Jeez Beth, i'm part of the public............Anyway, don't run=keep balls


----------



## Jaimie Van Orden (Dec 3, 2008)

Well said Jay.


----------



## Barrie Kirkland (Nov 6, 2007)

i would have high 5 'd my dog if it was mine... the dog & handler can carry that one round like a badge for the rest of their service

Ball Buster


----------



## Carol Boche (May 13, 2007)

Barrie Kirkland said:


> i would have high 5 'd my dog if it was mine... the dog & handler can carry that one round like a badge for the rest of their service
> 
> Ball Buster


Yeah....

"STOP, or Cujo will eat your NUTS" LOL

That officer will be getting some ribbin in the precinct....I can picture all his buddies covering their "stuff" as they walk by his desk......\\/


----------



## Andy Larrimore (Jan 8, 2008)

Jay is right on the money. I work the street as a K9 officer. I get so sick and tired of the police being blamed for the criminals actions. They didn't make him steal that car, run, or fight. The criminal dictates the officers actions. The criminal is to blame for the bite, not the officer.


----------



## Tina Rempel (Feb 13, 2008)

Geesh. The "reporter" sounds like they could have been from Seattle. Talk about voice inflection making the punk really look the victim and the PD being wrong. [-X 

He sure seems to be walking around and moving well after having his scrotum bitten off recently. :-o 

Good doggie.


----------



## Dwyras Brown (Nov 21, 2008)

I bet he doesn't have the balls to do that again.


----------



## Mike Scheiber (Feb 17, 2008)

Dwyras Brown said:


> I bet he doesn't have the balls to do that again.
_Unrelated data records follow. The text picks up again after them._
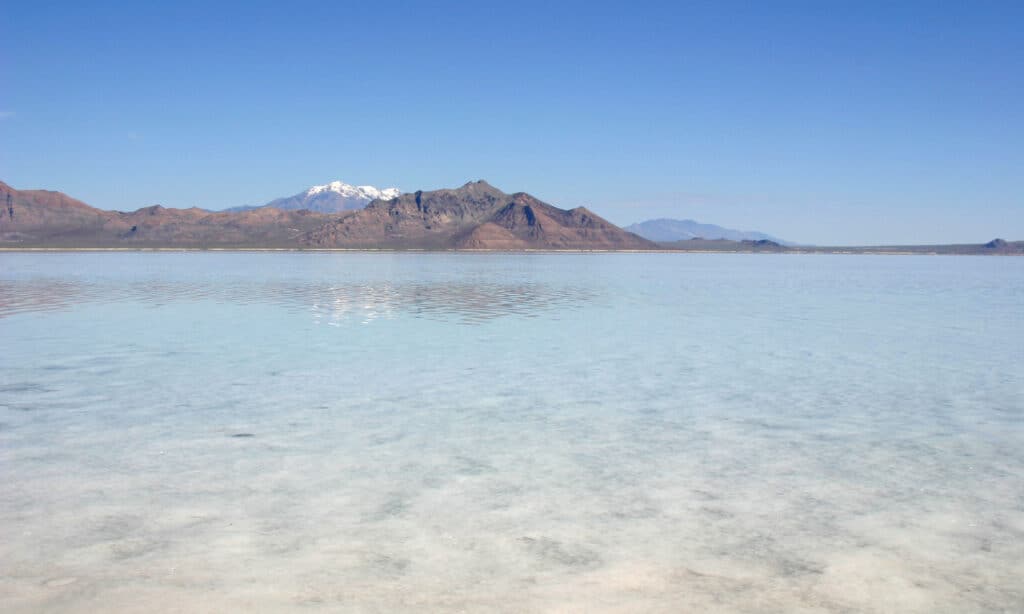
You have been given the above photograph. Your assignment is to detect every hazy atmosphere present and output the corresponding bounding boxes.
[0,2,1024,245]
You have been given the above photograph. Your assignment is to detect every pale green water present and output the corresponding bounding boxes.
[0,253,1024,612]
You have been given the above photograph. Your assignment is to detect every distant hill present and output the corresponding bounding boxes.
[0,181,658,250]
[225,181,401,213]
[306,181,657,250]
[626,218,793,246]
[0,182,329,248]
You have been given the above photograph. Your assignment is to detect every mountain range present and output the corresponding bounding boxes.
[626,218,794,246]
[0,181,658,250]
[225,181,401,213]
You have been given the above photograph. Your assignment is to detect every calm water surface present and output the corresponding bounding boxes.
[0,253,1024,612]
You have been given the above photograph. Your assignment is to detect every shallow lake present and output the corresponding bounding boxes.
[0,253,1024,612]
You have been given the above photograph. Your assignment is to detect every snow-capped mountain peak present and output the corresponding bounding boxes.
[306,181,401,202]
[227,181,401,213]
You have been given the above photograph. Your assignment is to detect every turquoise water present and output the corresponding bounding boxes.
[0,253,1024,612]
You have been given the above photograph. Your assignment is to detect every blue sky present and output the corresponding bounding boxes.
[0,1,1024,245]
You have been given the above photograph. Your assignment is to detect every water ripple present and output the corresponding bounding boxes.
[0,278,595,324]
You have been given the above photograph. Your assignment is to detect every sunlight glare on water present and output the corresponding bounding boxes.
[0,253,1024,612]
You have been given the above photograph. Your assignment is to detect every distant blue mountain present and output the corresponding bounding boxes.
[625,218,794,246]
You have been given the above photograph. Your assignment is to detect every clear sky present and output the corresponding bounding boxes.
[0,0,1024,245]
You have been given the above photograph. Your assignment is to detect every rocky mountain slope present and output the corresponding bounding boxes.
[304,181,657,250]
[0,181,658,250]
[0,182,329,248]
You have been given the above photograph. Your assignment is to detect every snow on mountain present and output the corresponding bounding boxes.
[226,181,401,213]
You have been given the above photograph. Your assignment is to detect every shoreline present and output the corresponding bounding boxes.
[0,246,1024,257]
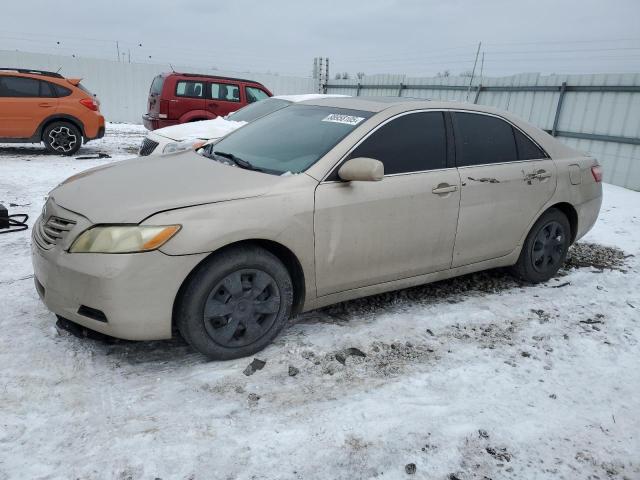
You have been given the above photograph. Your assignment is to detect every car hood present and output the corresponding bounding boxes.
[49,151,285,223]
[153,117,247,141]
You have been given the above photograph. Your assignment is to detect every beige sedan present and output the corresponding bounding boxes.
[33,97,602,359]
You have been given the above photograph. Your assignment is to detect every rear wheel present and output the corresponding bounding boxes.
[176,246,293,360]
[42,122,82,155]
[512,208,571,283]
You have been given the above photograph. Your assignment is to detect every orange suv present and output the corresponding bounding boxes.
[0,68,104,155]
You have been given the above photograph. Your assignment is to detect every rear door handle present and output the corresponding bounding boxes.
[431,183,458,195]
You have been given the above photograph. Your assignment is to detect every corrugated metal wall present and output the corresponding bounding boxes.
[327,74,640,190]
[0,50,640,190]
[0,50,318,123]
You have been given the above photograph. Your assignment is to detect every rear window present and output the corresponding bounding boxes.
[227,98,291,122]
[149,75,164,95]
[0,76,40,97]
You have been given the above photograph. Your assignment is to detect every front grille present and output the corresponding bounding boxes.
[138,138,159,157]
[35,216,76,249]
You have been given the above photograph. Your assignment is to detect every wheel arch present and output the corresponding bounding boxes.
[538,202,578,245]
[171,238,306,332]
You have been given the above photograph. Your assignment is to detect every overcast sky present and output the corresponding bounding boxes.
[0,0,640,77]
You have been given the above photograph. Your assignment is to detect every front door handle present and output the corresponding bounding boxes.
[431,183,458,195]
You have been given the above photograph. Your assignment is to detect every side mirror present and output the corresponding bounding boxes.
[338,157,384,182]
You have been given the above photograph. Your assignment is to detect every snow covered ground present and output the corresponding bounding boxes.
[0,125,640,480]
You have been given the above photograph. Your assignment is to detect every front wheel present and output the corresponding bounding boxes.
[42,122,82,155]
[176,246,293,360]
[512,208,571,283]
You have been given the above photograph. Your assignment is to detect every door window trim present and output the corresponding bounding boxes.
[448,108,551,168]
[320,108,456,184]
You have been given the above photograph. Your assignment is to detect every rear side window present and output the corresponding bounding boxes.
[0,77,40,97]
[211,83,240,102]
[51,83,71,97]
[513,128,547,160]
[242,87,269,103]
[176,80,204,98]
[149,75,164,95]
[453,112,518,167]
[40,81,58,98]
[349,112,447,175]
[40,80,71,98]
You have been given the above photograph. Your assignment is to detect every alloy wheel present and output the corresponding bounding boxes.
[531,220,566,272]
[49,125,78,153]
[203,269,281,347]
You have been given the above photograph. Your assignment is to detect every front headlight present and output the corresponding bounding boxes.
[162,140,204,154]
[69,225,180,253]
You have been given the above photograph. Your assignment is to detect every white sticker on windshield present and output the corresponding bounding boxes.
[322,113,364,125]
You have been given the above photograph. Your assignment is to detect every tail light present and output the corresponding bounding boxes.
[80,98,98,112]
[158,100,169,118]
[591,165,602,183]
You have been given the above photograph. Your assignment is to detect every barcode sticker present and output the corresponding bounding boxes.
[322,113,364,125]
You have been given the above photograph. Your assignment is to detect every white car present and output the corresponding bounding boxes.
[138,93,349,157]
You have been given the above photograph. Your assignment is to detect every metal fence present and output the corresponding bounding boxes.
[0,50,318,123]
[324,74,640,190]
[0,50,640,190]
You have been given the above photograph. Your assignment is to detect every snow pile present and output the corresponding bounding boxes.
[0,126,640,480]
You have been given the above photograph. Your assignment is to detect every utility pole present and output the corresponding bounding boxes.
[466,42,482,102]
[312,57,329,93]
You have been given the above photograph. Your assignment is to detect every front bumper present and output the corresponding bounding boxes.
[31,214,206,340]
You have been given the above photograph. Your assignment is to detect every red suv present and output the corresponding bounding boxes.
[142,72,272,130]
[0,67,104,155]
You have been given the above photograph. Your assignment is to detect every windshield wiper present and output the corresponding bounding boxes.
[213,151,262,172]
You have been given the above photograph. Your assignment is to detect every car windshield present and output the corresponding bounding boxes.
[204,105,373,175]
[227,98,291,122]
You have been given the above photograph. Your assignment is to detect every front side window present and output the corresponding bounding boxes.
[207,105,372,174]
[176,80,204,98]
[211,83,240,102]
[0,76,40,97]
[149,75,164,95]
[246,87,269,103]
[227,98,292,122]
[453,112,518,167]
[349,112,447,175]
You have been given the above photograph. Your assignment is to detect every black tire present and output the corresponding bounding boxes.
[511,208,571,283]
[175,245,293,360]
[42,121,82,155]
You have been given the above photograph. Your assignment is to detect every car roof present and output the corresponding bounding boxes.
[162,72,264,87]
[302,96,516,116]
[0,67,64,78]
[271,93,349,103]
The PD will have to pay for a set of prosthetics :-&
Hell they may as well get 2 sets the second set for the dog sort of like a trophy to ware next to his dog tags


----------



## Chris Michalek (Feb 13, 2008)

Mike Scheiber said:


> The PD will have to pay for a set of prosthetics :-&
> Hell they may as well get 2 sets the second set for the dog sort of like a trophy to ware next to his dog tags



so this kid is gonna end up with REAL balls of steel? Dang, I wonder if he can request oversized ball bearings to help him be more macho.


----------



## Geoff Empey (Jan 8, 2008)

Jaimie Van Orden's Signature said:


> Its a dog eat dog world. I hope you aren't wearing milkbone underwear...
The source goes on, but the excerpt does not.